Model-guided Control of Nanofiber Orientation in Nanomanufacturing of Next-gen Air Filters

KEVIN K. CROWN, Yury Salkovskiy, Yuris Dzenis, National Strategic Research Institute

     Abstract Number: 402
     Working Group: Control and Mitigation Technology

Abstract
While no filter medium has shown to be 100% effective, filtration is the primary defense against the inhalation of hazardous biological or chemical particles. Submicron particles pose the largest health risk since they are best able to penetrate filter media and enter deeply into the respiratory tract, increasing the certainty of illness from the exposure. Since the filter media currently used in conventional air purifying respirators (APRs) have a limited wearing time due to high breathing resistance and often have insufficient filtering efficacy, an improved filter medium with high filtration efficacy and low breathing resistance is needed.

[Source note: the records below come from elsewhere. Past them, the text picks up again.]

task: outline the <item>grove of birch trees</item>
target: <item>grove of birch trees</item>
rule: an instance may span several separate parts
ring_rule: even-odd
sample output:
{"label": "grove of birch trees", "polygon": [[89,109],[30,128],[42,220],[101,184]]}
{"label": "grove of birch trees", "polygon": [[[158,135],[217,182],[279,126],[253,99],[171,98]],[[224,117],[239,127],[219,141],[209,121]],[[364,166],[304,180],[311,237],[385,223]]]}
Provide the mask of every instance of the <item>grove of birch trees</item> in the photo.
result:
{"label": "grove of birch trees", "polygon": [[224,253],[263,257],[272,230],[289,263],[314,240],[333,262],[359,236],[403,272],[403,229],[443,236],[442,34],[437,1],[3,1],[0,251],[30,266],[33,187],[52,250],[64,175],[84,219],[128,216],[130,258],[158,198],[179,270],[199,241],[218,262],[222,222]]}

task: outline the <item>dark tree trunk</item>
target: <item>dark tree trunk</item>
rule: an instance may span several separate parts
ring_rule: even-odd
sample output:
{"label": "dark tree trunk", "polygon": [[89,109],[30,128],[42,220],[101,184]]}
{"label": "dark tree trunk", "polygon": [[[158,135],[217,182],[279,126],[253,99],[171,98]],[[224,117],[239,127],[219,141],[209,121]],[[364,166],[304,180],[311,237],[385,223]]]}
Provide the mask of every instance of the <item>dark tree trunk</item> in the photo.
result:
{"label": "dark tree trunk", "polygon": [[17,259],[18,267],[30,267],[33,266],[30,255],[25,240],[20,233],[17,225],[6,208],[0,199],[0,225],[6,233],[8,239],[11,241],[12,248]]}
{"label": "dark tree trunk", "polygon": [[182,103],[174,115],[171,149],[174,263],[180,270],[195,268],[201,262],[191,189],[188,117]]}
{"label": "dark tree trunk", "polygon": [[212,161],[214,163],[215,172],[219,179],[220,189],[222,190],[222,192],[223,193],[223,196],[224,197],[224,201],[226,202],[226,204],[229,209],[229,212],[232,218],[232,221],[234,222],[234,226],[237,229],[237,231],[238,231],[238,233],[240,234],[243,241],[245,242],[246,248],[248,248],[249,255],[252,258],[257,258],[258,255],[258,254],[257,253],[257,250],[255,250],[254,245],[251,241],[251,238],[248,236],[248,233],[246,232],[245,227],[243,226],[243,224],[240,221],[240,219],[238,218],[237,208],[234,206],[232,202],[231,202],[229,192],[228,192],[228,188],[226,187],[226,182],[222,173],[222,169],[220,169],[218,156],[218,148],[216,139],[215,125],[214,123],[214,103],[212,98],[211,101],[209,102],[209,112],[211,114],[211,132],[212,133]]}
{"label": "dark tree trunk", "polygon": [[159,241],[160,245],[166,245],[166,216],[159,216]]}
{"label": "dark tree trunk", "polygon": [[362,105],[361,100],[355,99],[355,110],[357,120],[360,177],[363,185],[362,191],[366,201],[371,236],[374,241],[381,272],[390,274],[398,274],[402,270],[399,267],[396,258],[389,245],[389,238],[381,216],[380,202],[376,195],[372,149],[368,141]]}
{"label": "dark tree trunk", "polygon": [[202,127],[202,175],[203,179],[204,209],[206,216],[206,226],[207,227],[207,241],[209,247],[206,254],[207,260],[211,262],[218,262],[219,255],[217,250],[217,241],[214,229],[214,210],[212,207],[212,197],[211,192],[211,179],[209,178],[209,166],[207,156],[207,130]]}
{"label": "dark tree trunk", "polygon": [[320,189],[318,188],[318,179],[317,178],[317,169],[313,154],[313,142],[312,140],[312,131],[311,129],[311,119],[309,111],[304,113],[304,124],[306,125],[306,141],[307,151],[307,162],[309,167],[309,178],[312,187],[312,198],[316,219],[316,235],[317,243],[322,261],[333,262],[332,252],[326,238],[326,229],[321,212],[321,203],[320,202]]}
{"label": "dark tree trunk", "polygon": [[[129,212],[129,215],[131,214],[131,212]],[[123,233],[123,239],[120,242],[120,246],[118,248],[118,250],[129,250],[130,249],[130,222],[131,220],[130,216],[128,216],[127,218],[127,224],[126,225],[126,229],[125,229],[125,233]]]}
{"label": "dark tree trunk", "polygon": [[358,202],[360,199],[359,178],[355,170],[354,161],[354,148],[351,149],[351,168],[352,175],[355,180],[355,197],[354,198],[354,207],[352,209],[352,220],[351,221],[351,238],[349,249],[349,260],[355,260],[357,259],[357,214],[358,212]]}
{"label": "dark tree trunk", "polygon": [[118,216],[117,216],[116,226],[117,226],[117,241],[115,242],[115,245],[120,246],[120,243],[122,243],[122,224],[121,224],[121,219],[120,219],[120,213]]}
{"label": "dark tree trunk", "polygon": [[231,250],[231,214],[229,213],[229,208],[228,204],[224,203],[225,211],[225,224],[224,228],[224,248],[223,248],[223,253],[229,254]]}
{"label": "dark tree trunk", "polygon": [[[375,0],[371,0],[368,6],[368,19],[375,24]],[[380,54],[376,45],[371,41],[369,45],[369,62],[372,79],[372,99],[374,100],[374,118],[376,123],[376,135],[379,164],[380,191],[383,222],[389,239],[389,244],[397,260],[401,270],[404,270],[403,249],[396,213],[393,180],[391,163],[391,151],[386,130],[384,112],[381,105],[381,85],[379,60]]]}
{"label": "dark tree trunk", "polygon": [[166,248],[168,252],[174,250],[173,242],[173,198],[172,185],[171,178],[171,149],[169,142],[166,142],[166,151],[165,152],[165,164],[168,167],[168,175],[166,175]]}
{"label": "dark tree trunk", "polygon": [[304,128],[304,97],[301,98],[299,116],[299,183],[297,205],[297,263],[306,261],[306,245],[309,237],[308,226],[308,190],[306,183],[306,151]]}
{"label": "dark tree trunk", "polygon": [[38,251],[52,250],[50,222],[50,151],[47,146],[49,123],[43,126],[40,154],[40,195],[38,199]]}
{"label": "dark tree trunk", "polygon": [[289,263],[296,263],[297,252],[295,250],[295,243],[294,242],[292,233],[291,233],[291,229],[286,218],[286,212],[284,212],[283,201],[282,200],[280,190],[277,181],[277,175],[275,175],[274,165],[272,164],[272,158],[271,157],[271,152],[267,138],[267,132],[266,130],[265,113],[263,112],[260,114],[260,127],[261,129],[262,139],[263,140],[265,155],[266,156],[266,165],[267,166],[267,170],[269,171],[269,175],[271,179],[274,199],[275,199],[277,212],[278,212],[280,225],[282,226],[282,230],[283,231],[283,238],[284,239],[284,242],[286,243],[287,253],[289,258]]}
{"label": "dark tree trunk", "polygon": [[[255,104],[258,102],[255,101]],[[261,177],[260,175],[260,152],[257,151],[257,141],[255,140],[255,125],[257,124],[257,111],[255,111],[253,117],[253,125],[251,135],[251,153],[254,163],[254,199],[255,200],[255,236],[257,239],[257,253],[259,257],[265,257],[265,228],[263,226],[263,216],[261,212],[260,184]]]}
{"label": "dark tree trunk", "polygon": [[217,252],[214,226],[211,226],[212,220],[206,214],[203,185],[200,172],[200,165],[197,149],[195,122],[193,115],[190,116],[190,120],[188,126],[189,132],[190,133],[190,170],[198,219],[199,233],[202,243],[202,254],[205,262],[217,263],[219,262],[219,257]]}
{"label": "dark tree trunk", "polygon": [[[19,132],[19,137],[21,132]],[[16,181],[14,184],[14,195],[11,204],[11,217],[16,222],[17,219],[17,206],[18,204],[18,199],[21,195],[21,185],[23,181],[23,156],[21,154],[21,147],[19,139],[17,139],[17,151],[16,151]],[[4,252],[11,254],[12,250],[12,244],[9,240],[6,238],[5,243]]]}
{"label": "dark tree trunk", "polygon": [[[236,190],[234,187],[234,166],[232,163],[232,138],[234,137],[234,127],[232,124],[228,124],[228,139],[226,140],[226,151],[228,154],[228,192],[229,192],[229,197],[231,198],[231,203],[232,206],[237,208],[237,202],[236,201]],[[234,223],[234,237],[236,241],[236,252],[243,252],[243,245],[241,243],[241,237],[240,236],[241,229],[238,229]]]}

Randomly woven nanofibers of 100-150 nm diameter have high specific filtration surface area, porosity, and interfiber distances which yield high particulate filtration efficacy, but also have a high pressure drop which makes them difficult to breathe through for any length of time in an APR. We believe that by aligning the nanofibers during the electrospinning process, filtration of the most penetrating particles will be much improved, a decreased pressure drop will be realized, and the aligned nanofibers will impart an increased mechanical strength in the direction of the nanofiber orientation that will increase their durability. After working to develop such an electrospinning method, we have tested filters with better aligned nanofibers for filtration efficiency against aerosolized MS2, a 23-28 nm bacteriophage virus, and aerosolized submicron beads and have shown promising results in filtration when compared to that of commercially available filter media.